ROME --- At the DSEI 2019 exhibition, Leonardo will unveil two new additions to its GUARDIAN range of Counter-Improvised Explosive Device (C-IED) products, offering improved survivability for ground forces. The New GUARDIAN HR and GUARDIAN HFE have been developed in response to the emerging techniques and technologies which are starting to be employed by insurgent and terrorist groups. The two new variants are at a high technology readiness level and are available to order now for deliveries in 2020.

Leonardos GUARDIAN family of systems protect ground troops from the widespread threat of remotely-activated Improvised Explosive Devices (IEDs). These cheaply made and often low-tech remotely-controlled bombs represent a deadly threat to ground forces. In response, the GUARDIAN family uses advanced jamming technologies to block the signals used to detonate the devices.

Designed and manufactured in the UK, the products have been battle-proven on operations in combat zones such as Northern Ireland, Iraq, Afghanistan and Syria, saving many lives.

The two new versions of GUARDIAN have been created in response to enemy forces attempts to bypass current C-IED technology by modifying their methods of triggering Improvised Explosive Devices.

The GUARDIAN HFE (High Frequency Extension) is an upgrade to the in-service Guardian H3, or to any other frequency limited C-IED equipment, which gives the system the ability to block the higher-frequency signals used by some mobile phone devices.

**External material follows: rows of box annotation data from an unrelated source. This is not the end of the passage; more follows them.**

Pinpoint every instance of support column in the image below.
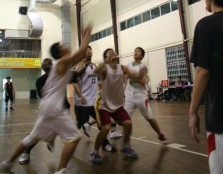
[178,0,191,78]
[76,0,81,46]
[110,0,119,55]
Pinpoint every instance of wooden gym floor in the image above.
[0,100,209,174]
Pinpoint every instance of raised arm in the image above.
[122,65,149,85]
[94,63,105,74]
[57,25,92,75]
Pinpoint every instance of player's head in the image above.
[6,76,11,81]
[103,48,117,62]
[50,42,69,60]
[134,47,145,60]
[41,58,52,73]
[86,45,92,61]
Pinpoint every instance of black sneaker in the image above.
[19,153,30,165]
[102,143,117,152]
[121,147,138,159]
[89,152,102,164]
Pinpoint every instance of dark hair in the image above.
[103,48,112,60]
[41,58,52,73]
[50,42,60,60]
[136,47,145,59]
[214,0,223,7]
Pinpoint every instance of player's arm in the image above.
[57,25,92,75]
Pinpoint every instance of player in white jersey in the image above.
[74,46,98,130]
[125,47,168,144]
[74,46,116,152]
[89,48,146,164]
[0,25,92,174]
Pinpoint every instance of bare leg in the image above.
[94,124,111,151]
[58,139,80,171]
[123,120,132,146]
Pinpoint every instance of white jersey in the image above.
[125,63,147,97]
[74,63,98,106]
[99,64,124,112]
[40,61,71,117]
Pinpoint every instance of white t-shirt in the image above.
[100,64,124,112]
[74,63,98,106]
[125,63,148,97]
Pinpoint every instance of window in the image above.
[0,38,41,58]
[91,34,94,42]
[160,3,171,15]
[102,29,107,37]
[120,21,127,31]
[142,11,151,22]
[94,33,98,40]
[151,7,160,19]
[166,45,188,79]
[127,18,134,28]
[171,0,178,11]
[98,32,102,39]
[188,0,201,5]
[134,14,142,25]
[110,27,113,34]
[107,28,111,36]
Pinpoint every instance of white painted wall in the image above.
[0,0,62,99]
[82,0,207,92]
[148,49,167,92]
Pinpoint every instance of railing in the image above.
[0,50,41,58]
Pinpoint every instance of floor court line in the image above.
[92,126,208,157]
[0,123,208,157]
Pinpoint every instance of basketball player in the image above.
[89,48,146,164]
[19,58,52,164]
[124,47,168,144]
[0,25,92,174]
[4,76,15,111]
[74,46,116,152]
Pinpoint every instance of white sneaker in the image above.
[110,131,123,139]
[82,123,91,137]
[54,168,66,174]
[19,153,30,165]
[0,160,13,173]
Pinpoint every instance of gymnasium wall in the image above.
[0,0,66,99]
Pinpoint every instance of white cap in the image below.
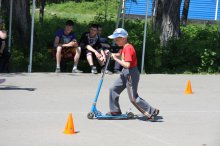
[108,28,128,39]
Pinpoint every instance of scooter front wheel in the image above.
[87,112,95,119]
[127,112,134,119]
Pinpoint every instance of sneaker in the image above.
[72,68,83,73]
[101,68,112,75]
[105,70,112,75]
[114,70,121,74]
[106,111,122,116]
[55,68,60,73]
[149,109,160,120]
[91,66,98,74]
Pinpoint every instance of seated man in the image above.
[79,24,109,74]
[54,20,82,73]
[0,18,10,73]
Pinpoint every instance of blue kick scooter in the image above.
[87,53,134,119]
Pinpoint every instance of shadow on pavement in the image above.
[0,86,36,91]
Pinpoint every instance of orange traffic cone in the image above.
[64,113,75,134]
[185,80,192,94]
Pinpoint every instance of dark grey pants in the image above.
[109,67,155,117]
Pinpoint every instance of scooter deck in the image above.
[96,114,131,119]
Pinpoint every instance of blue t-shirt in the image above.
[55,29,76,44]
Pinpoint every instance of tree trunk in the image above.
[151,0,158,30]
[2,0,31,52]
[181,0,190,26]
[39,0,46,25]
[155,0,181,46]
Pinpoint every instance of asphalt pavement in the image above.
[0,73,220,146]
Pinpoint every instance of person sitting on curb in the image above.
[79,24,109,74]
[54,20,83,73]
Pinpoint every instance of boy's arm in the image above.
[86,45,102,58]
[62,40,78,47]
[112,53,131,68]
[53,36,62,48]
[0,41,5,54]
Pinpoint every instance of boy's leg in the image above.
[72,47,83,73]
[127,68,156,118]
[56,46,62,72]
[86,51,98,74]
[109,75,126,112]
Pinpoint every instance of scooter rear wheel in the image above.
[127,112,134,119]
[87,112,95,119]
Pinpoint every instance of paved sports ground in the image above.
[0,73,220,146]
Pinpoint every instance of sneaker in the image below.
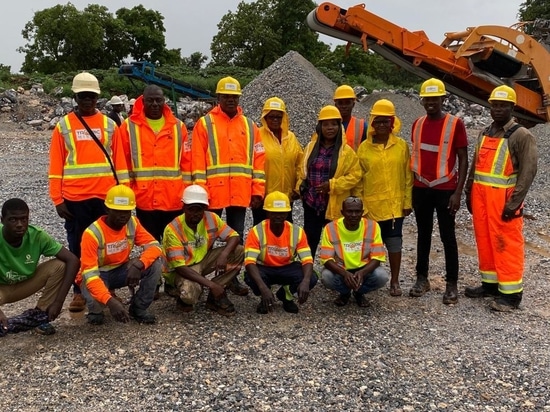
[409,276,430,298]
[86,313,105,325]
[443,282,458,305]
[227,277,248,296]
[69,293,86,312]
[128,306,157,325]
[464,284,500,299]
[34,322,55,335]
[275,286,300,313]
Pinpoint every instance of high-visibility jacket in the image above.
[244,219,313,266]
[120,96,191,211]
[191,105,265,209]
[411,113,460,187]
[260,120,304,198]
[345,116,365,151]
[48,111,128,206]
[296,133,362,220]
[355,134,413,222]
[469,122,536,294]
[319,218,386,270]
[77,216,162,304]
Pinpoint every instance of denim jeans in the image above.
[244,262,317,296]
[81,259,162,313]
[321,266,389,295]
[412,187,458,282]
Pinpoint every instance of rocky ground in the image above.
[0,56,550,411]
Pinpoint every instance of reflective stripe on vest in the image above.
[256,219,300,262]
[83,216,136,281]
[411,113,458,187]
[59,115,116,178]
[128,120,183,180]
[205,115,256,179]
[474,135,518,188]
[326,219,376,266]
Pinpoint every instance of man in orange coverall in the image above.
[465,86,538,312]
[77,185,162,325]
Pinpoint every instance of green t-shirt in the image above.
[0,225,62,285]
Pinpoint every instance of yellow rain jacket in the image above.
[356,112,413,222]
[296,133,361,220]
[260,98,304,199]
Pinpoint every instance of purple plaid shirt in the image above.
[303,146,334,213]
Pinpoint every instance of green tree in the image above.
[210,0,328,70]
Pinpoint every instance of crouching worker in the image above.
[320,196,389,307]
[78,185,162,325]
[0,199,79,336]
[244,191,317,314]
[162,185,244,316]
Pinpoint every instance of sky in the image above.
[0,0,522,73]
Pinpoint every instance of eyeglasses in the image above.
[76,92,98,100]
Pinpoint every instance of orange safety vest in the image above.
[127,119,187,210]
[48,112,128,205]
[411,113,459,187]
[321,218,385,269]
[346,116,365,152]
[192,108,265,209]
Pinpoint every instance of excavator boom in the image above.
[307,3,550,123]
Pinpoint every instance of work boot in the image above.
[464,282,500,299]
[409,275,430,298]
[227,276,248,296]
[443,281,458,305]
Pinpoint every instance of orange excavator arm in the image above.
[308,3,550,123]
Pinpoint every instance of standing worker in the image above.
[252,97,304,226]
[409,79,468,304]
[465,86,538,312]
[191,77,265,296]
[333,84,367,151]
[48,73,128,312]
[357,99,413,296]
[120,85,191,242]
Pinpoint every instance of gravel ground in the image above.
[0,94,550,411]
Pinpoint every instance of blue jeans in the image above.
[244,262,317,296]
[321,266,389,295]
[81,259,162,313]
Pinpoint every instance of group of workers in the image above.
[0,73,537,336]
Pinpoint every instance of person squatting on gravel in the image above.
[48,73,128,312]
[465,86,538,312]
[191,77,265,296]
[244,191,317,314]
[252,97,304,226]
[77,185,162,325]
[0,198,80,336]
[357,99,413,296]
[162,185,244,316]
[333,84,367,151]
[320,196,388,307]
[409,78,468,304]
[296,106,361,257]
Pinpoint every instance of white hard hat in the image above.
[185,185,208,206]
[109,96,124,106]
[71,72,101,94]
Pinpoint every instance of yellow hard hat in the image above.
[264,191,292,212]
[262,97,286,112]
[317,105,342,121]
[105,185,136,210]
[216,77,242,96]
[489,85,517,104]
[333,84,357,100]
[420,78,446,97]
[71,72,101,94]
[370,99,395,116]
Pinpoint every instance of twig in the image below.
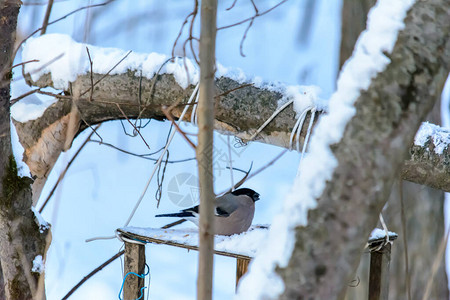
[247,149,288,180]
[225,0,237,10]
[398,179,412,300]
[422,227,450,300]
[217,0,288,30]
[10,88,41,106]
[161,106,197,150]
[39,124,101,213]
[89,139,196,164]
[86,46,94,102]
[41,0,53,35]
[80,50,132,97]
[62,250,125,300]
[214,83,253,99]
[11,59,39,70]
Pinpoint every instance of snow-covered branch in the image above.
[12,30,450,206]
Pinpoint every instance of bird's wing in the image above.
[216,193,238,217]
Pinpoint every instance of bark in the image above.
[13,72,450,203]
[339,0,376,68]
[0,1,46,299]
[196,0,217,300]
[339,0,450,300]
[278,0,450,299]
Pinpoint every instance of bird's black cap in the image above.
[231,188,259,201]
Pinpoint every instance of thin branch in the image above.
[11,59,39,70]
[86,46,94,102]
[116,103,150,149]
[10,88,41,106]
[217,0,288,30]
[12,0,114,58]
[89,139,196,164]
[62,250,125,300]
[39,124,101,213]
[161,106,197,150]
[398,178,412,300]
[41,0,53,35]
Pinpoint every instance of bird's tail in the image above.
[155,211,194,218]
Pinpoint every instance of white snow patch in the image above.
[31,255,44,273]
[235,0,414,300]
[123,225,268,257]
[414,122,450,154]
[31,206,50,233]
[369,228,398,240]
[22,33,199,89]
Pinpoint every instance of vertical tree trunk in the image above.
[197,0,217,300]
[0,0,49,300]
[339,0,449,299]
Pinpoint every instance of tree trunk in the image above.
[196,0,217,300]
[339,0,449,300]
[278,0,450,299]
[0,1,46,300]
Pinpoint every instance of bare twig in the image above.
[161,106,197,150]
[80,50,132,97]
[214,83,253,99]
[89,139,196,164]
[247,149,288,180]
[11,59,39,70]
[398,178,412,300]
[217,0,288,30]
[422,226,450,300]
[11,88,41,106]
[86,47,94,102]
[41,0,53,35]
[39,124,101,213]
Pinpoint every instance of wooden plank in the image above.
[236,258,250,289]
[369,243,391,300]
[123,242,145,300]
[117,229,251,259]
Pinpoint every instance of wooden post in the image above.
[236,258,250,288]
[369,243,391,300]
[123,242,145,300]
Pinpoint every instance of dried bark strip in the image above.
[278,0,450,299]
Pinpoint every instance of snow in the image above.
[236,0,414,299]
[22,33,199,89]
[11,96,57,123]
[31,255,44,273]
[414,122,450,154]
[369,228,398,240]
[122,225,268,257]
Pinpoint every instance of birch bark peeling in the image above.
[13,72,450,199]
[278,0,450,299]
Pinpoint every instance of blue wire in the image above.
[119,264,150,300]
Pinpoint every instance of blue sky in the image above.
[13,0,446,299]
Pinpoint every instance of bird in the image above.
[155,188,259,235]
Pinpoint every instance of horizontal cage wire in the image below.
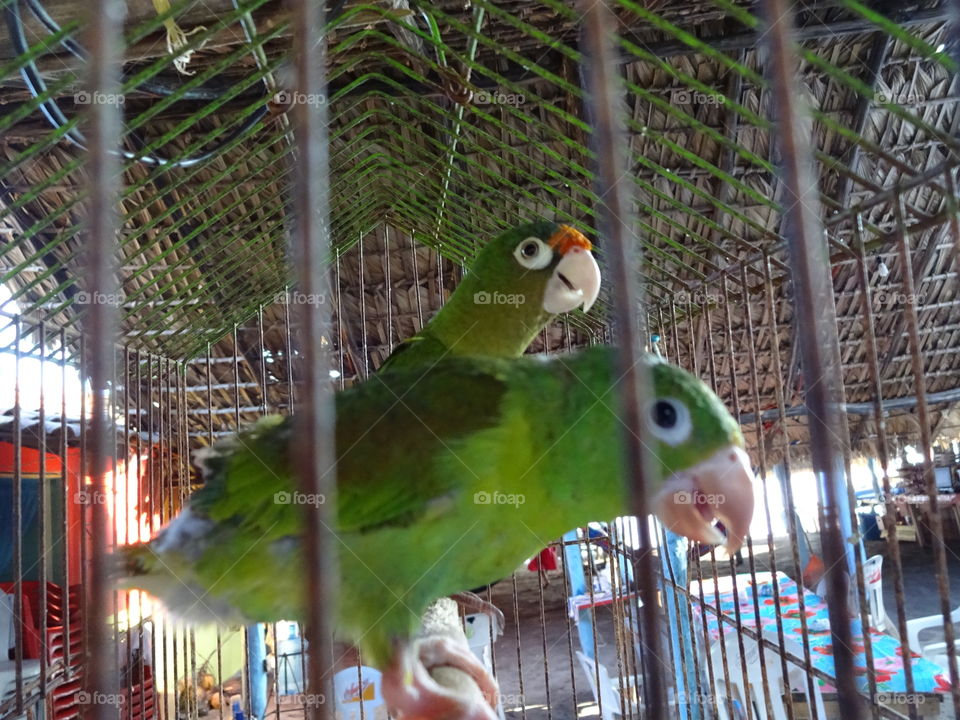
[0,0,960,720]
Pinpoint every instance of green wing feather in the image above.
[190,361,506,539]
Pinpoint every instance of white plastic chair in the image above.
[815,555,896,635]
[463,613,505,720]
[333,665,383,720]
[851,555,888,632]
[463,613,493,670]
[577,650,639,720]
[907,607,960,667]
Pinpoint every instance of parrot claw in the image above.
[450,592,507,640]
[382,636,499,720]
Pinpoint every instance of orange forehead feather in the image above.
[547,225,593,255]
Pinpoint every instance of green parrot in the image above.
[380,219,600,634]
[117,347,753,720]
[381,220,600,370]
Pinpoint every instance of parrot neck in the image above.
[424,274,553,357]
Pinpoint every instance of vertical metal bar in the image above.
[205,342,225,720]
[291,0,339,718]
[720,275,779,717]
[763,0,864,720]
[740,265,800,720]
[122,345,133,720]
[894,194,960,718]
[383,225,393,353]
[854,218,917,720]
[58,328,71,680]
[763,257,818,720]
[13,315,23,715]
[358,234,370,379]
[84,0,125,720]
[410,235,423,333]
[670,300,720,717]
[510,573,527,720]
[556,537,577,705]
[581,0,666,720]
[36,320,50,698]
[536,556,553,720]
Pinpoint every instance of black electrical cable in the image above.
[4,0,270,168]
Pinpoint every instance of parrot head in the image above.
[470,220,600,315]
[646,362,753,553]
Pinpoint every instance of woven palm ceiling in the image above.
[0,0,960,456]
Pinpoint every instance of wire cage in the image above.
[0,0,960,720]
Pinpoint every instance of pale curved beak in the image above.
[543,245,600,315]
[653,446,753,554]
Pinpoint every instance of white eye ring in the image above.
[647,398,693,445]
[513,237,553,270]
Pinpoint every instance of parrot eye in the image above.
[513,237,553,270]
[650,398,691,445]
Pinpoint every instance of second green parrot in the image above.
[118,347,753,719]
[381,220,600,369]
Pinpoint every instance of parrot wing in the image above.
[190,359,506,539]
[377,329,450,372]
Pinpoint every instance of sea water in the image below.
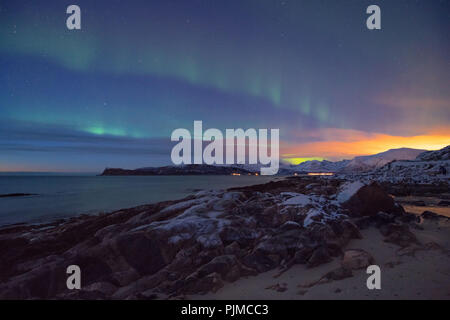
[0,174,279,225]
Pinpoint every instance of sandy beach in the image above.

The HFE system was successfully trialled by the Italian Army in June.

Meanwhile, the Guardian HR is an all-new version of the system which brings two new features into the GUARDIAN toolbox. The first, responsive jamming, focuses power against a specific threat signal instead of using a barrage of lower power jamming energy.

The other new feature is a software-configurable architecture, which adds an extra level of flexibility to the GUARDIAN system by allowing it to be updated/configured via software download in response to new threats, similar to how you might install an app on a mobile phone.

Currently, both of the new systems are available as vehicle-mounted equipment and Leonardo is also developing a portable manpack version of the GUARDIAN HR which is expected to be ready in 2020.